**UNIT - VI**

**PIPELINING**

**BASIC CONCEPT OF PIPELINING:**

The speed of execution of programs is influenced by many factors. One way to improve performance is to use faster circuit technology to build the processor and the main memory. Another possibility is to arrange the hardware so that more than one operation can be performed at the same time that is called Pipelining. Pipelining is particularly effective way of organizing concurrent activity in a computer system.

**Two Stage Pipelining:**

* The Processor executes a program by fetching and executing instructions, one after the other.
* Let Fi and Ei refer to the fetch and execute steps for instruction Ii. Executions of a program consist of a sequence of fetch and execute steps.
* Now consider a computer that has two separate hardware units, one for fetching instructions and another for executing them.
* The instruction fetched by the fetch unit is deposited in an intermediate storage buffer B1. This buffer is needed to enable the execution unit to execute the instruction while the fetch unit is fetching the next instruction.
* The results of execution are deposited in the destination location specified by the instruction. For the purposes of both the source and the destination of the data operated on by the instructions are inside the block labeled Execution unit.
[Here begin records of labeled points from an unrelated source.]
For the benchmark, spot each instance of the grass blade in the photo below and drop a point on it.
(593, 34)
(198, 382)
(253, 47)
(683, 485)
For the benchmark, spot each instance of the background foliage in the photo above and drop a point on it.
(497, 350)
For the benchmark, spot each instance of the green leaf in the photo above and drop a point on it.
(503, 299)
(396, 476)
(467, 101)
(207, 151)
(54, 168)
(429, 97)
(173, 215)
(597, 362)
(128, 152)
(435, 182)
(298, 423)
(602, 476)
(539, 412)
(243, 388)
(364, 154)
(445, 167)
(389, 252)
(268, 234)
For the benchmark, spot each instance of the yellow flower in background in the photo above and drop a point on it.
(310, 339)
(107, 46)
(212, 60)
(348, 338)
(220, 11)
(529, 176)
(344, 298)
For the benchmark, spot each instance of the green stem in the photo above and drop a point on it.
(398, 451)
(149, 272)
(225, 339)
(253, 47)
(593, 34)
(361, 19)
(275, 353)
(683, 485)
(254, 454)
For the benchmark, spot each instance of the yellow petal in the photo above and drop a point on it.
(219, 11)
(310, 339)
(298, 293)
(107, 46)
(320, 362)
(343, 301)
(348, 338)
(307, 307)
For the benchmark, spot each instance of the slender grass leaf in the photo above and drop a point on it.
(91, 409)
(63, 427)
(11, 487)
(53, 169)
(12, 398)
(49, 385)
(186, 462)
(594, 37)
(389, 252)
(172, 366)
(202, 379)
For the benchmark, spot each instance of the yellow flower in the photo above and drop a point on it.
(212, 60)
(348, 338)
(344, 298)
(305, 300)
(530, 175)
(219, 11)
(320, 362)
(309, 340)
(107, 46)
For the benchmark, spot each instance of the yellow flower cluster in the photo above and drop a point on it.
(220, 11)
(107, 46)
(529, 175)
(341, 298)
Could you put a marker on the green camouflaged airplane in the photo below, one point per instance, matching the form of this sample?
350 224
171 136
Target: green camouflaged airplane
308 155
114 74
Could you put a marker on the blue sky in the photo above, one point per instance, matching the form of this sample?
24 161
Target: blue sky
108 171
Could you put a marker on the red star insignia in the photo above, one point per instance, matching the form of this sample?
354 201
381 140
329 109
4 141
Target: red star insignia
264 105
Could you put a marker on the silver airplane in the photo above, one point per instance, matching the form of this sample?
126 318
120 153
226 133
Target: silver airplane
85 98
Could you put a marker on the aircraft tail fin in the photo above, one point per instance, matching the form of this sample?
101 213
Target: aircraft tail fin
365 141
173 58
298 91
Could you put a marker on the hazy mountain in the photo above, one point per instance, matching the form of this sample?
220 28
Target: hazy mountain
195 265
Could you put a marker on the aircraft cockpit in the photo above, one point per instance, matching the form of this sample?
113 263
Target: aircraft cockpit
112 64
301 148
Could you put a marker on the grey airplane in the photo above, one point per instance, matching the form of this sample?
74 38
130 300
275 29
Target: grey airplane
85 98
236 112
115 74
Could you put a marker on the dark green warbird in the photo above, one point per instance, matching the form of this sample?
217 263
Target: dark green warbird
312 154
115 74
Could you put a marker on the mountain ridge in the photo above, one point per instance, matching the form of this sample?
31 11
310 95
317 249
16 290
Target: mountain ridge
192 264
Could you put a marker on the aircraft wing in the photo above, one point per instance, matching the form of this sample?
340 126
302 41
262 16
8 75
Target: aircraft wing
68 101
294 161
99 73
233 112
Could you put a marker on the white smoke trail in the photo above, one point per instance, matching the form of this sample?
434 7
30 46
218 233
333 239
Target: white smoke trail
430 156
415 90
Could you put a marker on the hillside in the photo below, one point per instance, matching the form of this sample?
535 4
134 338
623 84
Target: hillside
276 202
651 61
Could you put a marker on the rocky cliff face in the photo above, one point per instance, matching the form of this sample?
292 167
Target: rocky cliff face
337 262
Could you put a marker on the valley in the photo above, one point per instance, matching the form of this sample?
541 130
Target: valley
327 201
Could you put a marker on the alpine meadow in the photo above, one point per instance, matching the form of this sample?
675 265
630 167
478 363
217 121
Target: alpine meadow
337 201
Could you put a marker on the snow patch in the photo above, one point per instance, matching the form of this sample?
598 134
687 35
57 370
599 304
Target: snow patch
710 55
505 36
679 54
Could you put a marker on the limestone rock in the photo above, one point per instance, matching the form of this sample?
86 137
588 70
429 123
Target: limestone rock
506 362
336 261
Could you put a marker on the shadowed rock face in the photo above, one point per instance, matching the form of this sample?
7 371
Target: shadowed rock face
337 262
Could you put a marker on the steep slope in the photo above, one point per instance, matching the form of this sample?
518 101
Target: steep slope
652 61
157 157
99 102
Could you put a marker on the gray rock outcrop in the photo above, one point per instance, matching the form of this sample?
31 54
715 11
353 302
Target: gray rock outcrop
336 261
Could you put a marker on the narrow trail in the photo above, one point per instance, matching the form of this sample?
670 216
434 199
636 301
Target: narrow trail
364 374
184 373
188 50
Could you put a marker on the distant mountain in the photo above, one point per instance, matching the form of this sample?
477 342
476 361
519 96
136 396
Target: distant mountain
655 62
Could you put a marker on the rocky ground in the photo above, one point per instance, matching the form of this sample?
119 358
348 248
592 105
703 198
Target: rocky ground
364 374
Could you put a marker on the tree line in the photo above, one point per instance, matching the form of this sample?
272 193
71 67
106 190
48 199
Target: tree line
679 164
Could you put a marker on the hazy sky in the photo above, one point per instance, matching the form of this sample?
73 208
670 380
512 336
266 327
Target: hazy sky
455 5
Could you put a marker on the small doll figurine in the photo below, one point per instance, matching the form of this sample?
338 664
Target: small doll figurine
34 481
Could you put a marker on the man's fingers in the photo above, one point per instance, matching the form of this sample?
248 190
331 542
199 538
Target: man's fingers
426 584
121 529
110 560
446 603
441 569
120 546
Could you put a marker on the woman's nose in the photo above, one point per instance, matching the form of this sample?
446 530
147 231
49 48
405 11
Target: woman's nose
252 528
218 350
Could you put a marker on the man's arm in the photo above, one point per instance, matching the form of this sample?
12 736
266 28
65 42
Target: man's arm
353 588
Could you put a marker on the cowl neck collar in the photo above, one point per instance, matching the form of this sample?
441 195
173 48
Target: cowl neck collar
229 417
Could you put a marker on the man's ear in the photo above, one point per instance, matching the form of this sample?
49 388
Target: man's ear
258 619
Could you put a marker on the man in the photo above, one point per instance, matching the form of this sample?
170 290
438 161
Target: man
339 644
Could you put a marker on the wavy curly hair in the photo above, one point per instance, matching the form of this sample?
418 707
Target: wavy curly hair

* The computer is controlled by a clock whose period is such that the fetch and execute steps of any instruction can each be completed in one clock cycle.
* In the first clock cycle, the fetch unit fetches an instruction I1 and stores it in buffer B1 at the end of the clock cycle.
* In the second clock cycle, the instructions fetch unit proceeds with the fetch operation for instruction I2. The execution unit performs the operation specified by instruction I1, which is available to it in buffer B1.
* By the end of the second clock cycle, the execution of instruction I1 is completed and instruction I2 is available. Instruction I2 is stored in B1, replacing I1, which is no longer needed.
* Step E2 is performed by the execution unit during the third clock cycle, while instruction I3 is being fetched by the fetch unit. In this manner, both the fetch and execute units are kept busy all the time.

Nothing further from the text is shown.